Pour comble, ils ne pouvaient pas, non plus, quitter le pays à cause de l’interdiction de voyage imposée en vertu du système de parrainage, connu localement sous le nom de "kafala".

« Imaginez que vous êtes responsable de la subsistance de deux familles, une ici et une autre dans le pays d’où vous venez, et que vous n’avez pas été payé depuis plus de trois, voire six mois », affirme Marietta Dias, présidente de la Migrant Workers Protection Society (MWPS).

Ces travailleurs et travailleuses sont embauchés dans leur pays d’origine contre la promesse d’un salaire, or la réalité s’avère bien différente lorsqu’ils arrivent au Bahreïn.

D’après Marietta Dias, des protections accrues devraient être prévues à la fois au niveau des pays émetteurs et des pays récepteurs, notamment une augmentation de la rémunération mensuelle, qui tourne actuellement autour de 200 dollars, et l’accès à une aide psychologique.

Au lieu de cela, le système en place permet aux entreprises de ponctionner des montants exorbitants sur les salaires sous prétexte que ceux-ci doivent couvrir les frais de visas et de permis de travail.

Et quand des travailleurs tentent de chercher du travail ailleurs, les employeurs menacent de les poursuivre en justice pour rupture de contrat.

« Ces travailleurs expatriés craignent aussi des poursuites en diffamation par leurs employeurs en cas de dépôt de plainte auprès de la sûreté nationale ou du ministère du Travail », ajoute Narimal Chawdhary, premier secrétaire aux affaires consulaires et au travail auprès de l’ambassade de l’Inde.

D’après Chawdhary, il semble y avoir « une sorte de complicité entre les employeurs et les autorités ».

Étant donné que vingt-six des travailleurs morts par suicide étaient de nationalité indienne, l’ambassade a décidé de mettre sur pied deux permanences téléphoniques et a formé 18 bénévoles au sein de la communauté indienne de Bahreïn pour répondre aux appels et fournir un soutien psychologique.

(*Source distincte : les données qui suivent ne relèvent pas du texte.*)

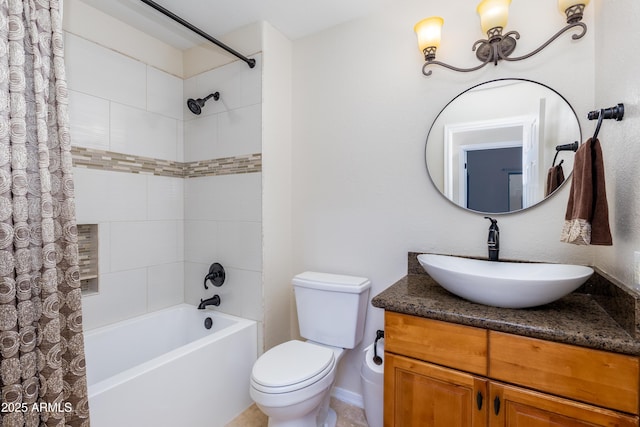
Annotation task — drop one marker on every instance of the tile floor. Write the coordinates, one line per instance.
(348, 416)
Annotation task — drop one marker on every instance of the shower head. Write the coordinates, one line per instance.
(195, 105)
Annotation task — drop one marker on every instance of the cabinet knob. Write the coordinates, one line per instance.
(496, 405)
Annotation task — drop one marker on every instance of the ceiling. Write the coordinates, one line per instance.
(293, 18)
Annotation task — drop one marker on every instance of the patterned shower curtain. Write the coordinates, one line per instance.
(42, 364)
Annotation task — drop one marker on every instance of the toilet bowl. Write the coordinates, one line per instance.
(291, 383)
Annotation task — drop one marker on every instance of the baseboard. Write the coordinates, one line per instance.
(348, 397)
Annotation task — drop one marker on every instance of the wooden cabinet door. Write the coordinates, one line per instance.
(516, 407)
(420, 394)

Cependant, tout suivi individuel est rendu d’autant plus difficile que le nombre de migrants indiens à Bahreïn est actuellement estimé à plus de 350.000.

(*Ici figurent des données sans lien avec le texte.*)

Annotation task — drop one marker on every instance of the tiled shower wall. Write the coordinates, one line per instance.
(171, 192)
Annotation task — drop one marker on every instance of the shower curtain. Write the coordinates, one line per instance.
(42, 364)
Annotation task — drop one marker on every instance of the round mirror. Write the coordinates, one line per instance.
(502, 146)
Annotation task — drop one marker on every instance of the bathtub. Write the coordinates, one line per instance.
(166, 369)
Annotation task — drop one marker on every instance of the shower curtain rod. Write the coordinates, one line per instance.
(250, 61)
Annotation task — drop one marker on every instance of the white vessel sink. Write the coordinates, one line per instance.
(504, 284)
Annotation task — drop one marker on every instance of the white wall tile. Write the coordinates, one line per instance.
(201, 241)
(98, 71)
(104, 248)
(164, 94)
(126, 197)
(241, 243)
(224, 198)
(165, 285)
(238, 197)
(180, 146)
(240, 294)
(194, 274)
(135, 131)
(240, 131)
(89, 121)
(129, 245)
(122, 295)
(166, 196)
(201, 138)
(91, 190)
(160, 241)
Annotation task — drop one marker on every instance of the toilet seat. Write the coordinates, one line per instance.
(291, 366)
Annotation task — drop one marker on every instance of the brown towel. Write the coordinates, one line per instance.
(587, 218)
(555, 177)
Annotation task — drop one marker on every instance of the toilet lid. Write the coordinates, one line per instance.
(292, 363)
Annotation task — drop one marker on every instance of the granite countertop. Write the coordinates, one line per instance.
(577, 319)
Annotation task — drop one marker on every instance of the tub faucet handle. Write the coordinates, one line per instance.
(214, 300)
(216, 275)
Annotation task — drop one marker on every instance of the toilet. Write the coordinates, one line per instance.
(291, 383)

À l’instar des autres pays du Golfe, la majorité des migrants à Bahreïn proviennent de l’Asie du sud-est et travaillent dans des conditions extrêmement pénibles, en dépit du fait qu’ils constituent l’immense majorité de la population active, à hauteur de 77% dans le cas de Bahreïn.

La Bahrain Labour Market Regulatory Authority (LMRA), instance chargée de la réglementation du marché du travail, estimait à 477.870 le nombre de travailleurs et travailleuses migrants présents au Bahreïn à la fin de 2011, dont 80% étaient employés dans le secteur privé, principalement dans l’industrie du bâtiment.

En décembre de l’année dernière, plus de 1000 ouvriers de la construction d’origine asiatique ont organisé une action de protestation contre une société qui ne les avait plus payés depuis quatre mois.

Ils ont tenté de rejoindre le siège du ministère du Travail depuis leurs camps mais ont été interceptés et dispersés par la police.